Pope declares 'zero tolerance' for Catholic Church abuse, saying he takes personal responsibility for ending it
In an exclusive, wide-ranging interview in Rome last month, the Pontiff said the church had "zero tolerance" for abuse and said that "a priest cannot remain a priest if he is an abuser."
The church's response to sex abuse scandals has become one of the defining themes of Francis' time as Pope, and he told CNN Portugal that every case of abuse within the church "hurts" him.
Multiple reports detailing decades of sexual abuse, systemic failures and cover-ups across multiple countries have been released since Francis became the leader of the world's 1.2 billion Catholics in 2013. While he was criticized for some of his actions -- such as when he defended a Chilean bishop accused of covering up a sex scandal in 2018, a decision he later described as a "grave error" -- he has since taken a firm stance on the issues and introduced some reforms.
In 2019, he abolished Vatican secrecy rules for cases of sexual abuse and put in place new rules that made it mandatory for the first time for all dioceses to set up systems for reporting abuse and cover-ups.
Two years later, he issued the most extensive revision to Catholic Church law in four decades, insisting that bishops take action against clerics who abuse minors and vulnerable adults. The rules also demanded action against priests who commit fraud or attempt to ordain women.
Addressing the topic, Francis said he didn't believe celibacy played a role in causing the abuse.
"I don't deny the abuse. Even if it was only one [case], it is monstrous. Because you, priest, you, nun, have to take that boy, that girl to God and with this you destroy their lives. It's monstrous. It is destroying lives. And then they come to you with questions. Could it be that celibacy [is to blame]? It's not about celibacy," he said.
"This is one thing about abuse, it is a destructive thing, humanly diabolical," he said. "In families there is no celibacy and all that and, sometimes, it happens. So, it is simply the monstrosity of a man or woman of the church who is psychologically ill or evil and uses their position for their personal satisfaction," he added.
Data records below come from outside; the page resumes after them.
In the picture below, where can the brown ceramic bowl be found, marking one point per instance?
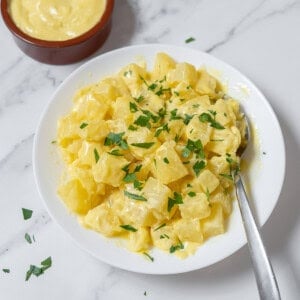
(61, 52)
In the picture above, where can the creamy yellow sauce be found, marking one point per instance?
(56, 20)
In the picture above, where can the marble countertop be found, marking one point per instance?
(260, 38)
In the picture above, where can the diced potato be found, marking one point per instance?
(196, 207)
(206, 84)
(164, 238)
(169, 167)
(141, 136)
(109, 169)
(103, 219)
(198, 130)
(222, 197)
(139, 240)
(183, 72)
(157, 195)
(86, 154)
(95, 131)
(214, 224)
(208, 181)
(229, 141)
(162, 65)
(188, 230)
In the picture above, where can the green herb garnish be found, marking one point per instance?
(28, 238)
(135, 196)
(198, 166)
(27, 213)
(176, 200)
(128, 228)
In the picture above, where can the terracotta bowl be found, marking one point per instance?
(61, 52)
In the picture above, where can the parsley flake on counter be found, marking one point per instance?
(27, 213)
(37, 271)
(135, 196)
(96, 154)
(149, 256)
(189, 40)
(128, 228)
(143, 145)
(83, 125)
(28, 238)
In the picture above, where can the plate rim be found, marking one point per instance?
(155, 46)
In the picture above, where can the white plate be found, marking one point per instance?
(265, 183)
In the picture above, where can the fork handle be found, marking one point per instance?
(264, 274)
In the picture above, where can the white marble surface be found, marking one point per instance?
(261, 38)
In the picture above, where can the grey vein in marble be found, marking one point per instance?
(38, 222)
(10, 154)
(236, 29)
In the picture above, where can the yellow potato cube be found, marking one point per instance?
(196, 207)
(164, 238)
(139, 240)
(103, 220)
(162, 65)
(188, 230)
(169, 166)
(208, 181)
(109, 169)
(214, 224)
(157, 195)
(183, 72)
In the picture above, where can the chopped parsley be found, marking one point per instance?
(176, 200)
(133, 107)
(189, 40)
(177, 247)
(143, 145)
(37, 271)
(116, 139)
(28, 238)
(160, 226)
(128, 228)
(198, 166)
(149, 256)
(96, 154)
(83, 125)
(27, 213)
(162, 128)
(134, 196)
(207, 118)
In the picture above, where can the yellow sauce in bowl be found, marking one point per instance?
(56, 20)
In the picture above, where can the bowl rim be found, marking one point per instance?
(17, 32)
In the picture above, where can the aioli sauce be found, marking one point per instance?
(56, 20)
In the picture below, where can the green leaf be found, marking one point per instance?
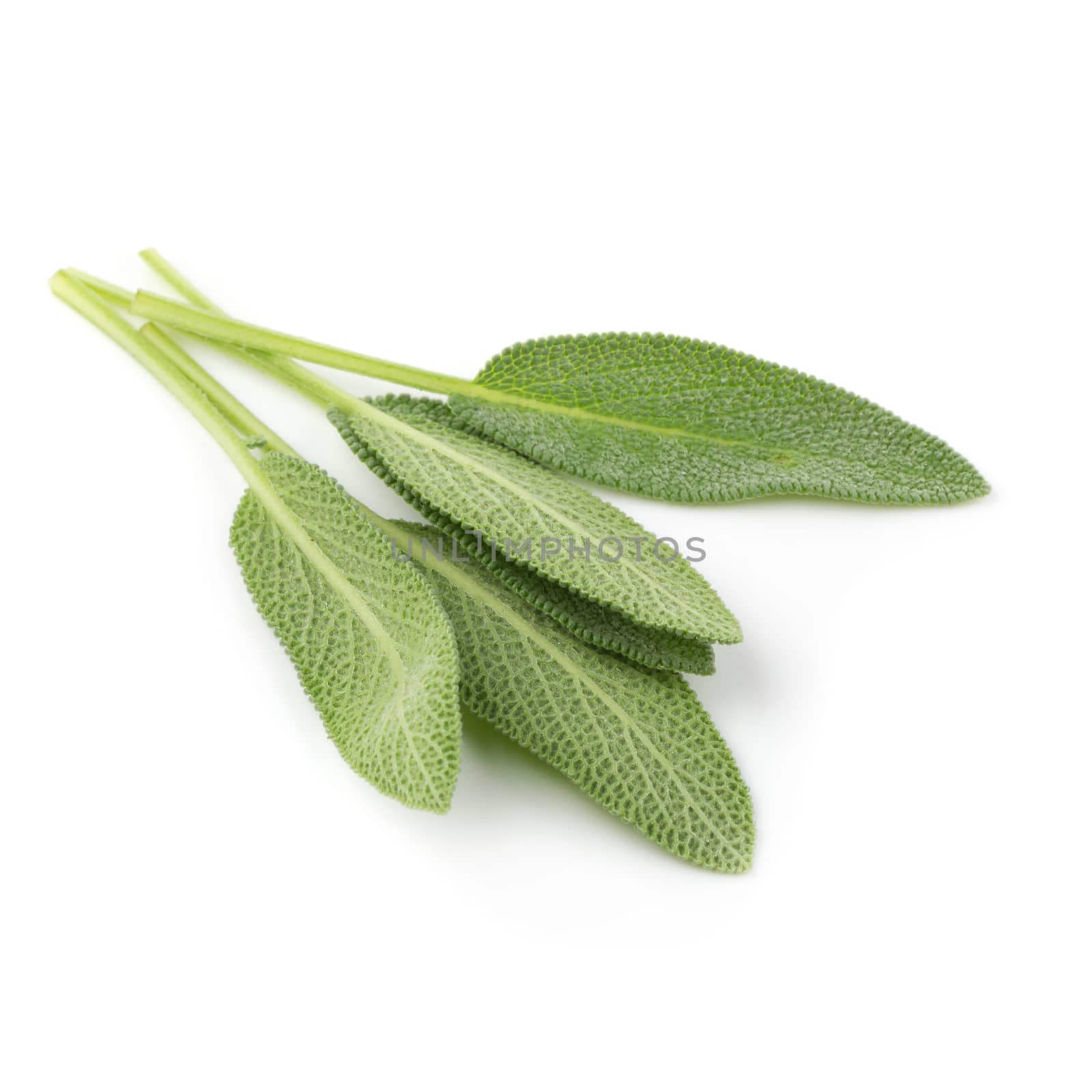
(470, 483)
(636, 740)
(369, 640)
(600, 625)
(593, 622)
(689, 420)
(664, 416)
Criticism for war comments
The Pope also revealed that he has been in contact with the Ukrainian President Volodymyr Zelensky, speaking to him on the phone.
He said he has in the past met both Zelensky and his Russian counterpart Vladimir Putin when they visited him in Rome. But when asked what he could tell the two, the Pope said: "I don't know.
"I had a dialogue with both [of them]. They both visited me here before the war. And I always believe that in dialogue we always move forward," the Pope said. "You know who doesn't know how to talk? Animals. They are pure instinct."
Francis has been criticized for some of his comments about Russia's war on Ukraine. In a June interview with Italian newspaper La Stampa, Francis said the war "was perhaps in some way either provoked or not prevented." He said that before Russia invaded Ukraine he met with "a head of state" who "was very worried about how NATO was moving."
Last month, the Pope angered Kyiv by referring to Russian political commentator Darya Dugina, the daughter of an ultra-nationalist philosopher, as being among the "innocent" victims of the war after she was killed by a car bomb on the outskirts of Moscow.
The Ukrainian Ministry of Foreign Affairs summoned Apostolic Nuncio to Ukraine, Archbishop Visvaldas Kulbokas, to discuss Francis' statement, saying that it "unjustly" equates "the aggressor and the victim."
The Pope, who has previously indicated he would be willing to travel to Kyiv and Moscow, told CNN Portugal such a visit was "up in the air."
No Pope has ever traveled to Moscow before. Pope John Paul II traveled to Ukraine in 2001.
He said he was unable to travel at the moment because of issues with his knee, but said that his presence in Ukraine was "strong" because he sent several cardinals to Kyiv to represent him.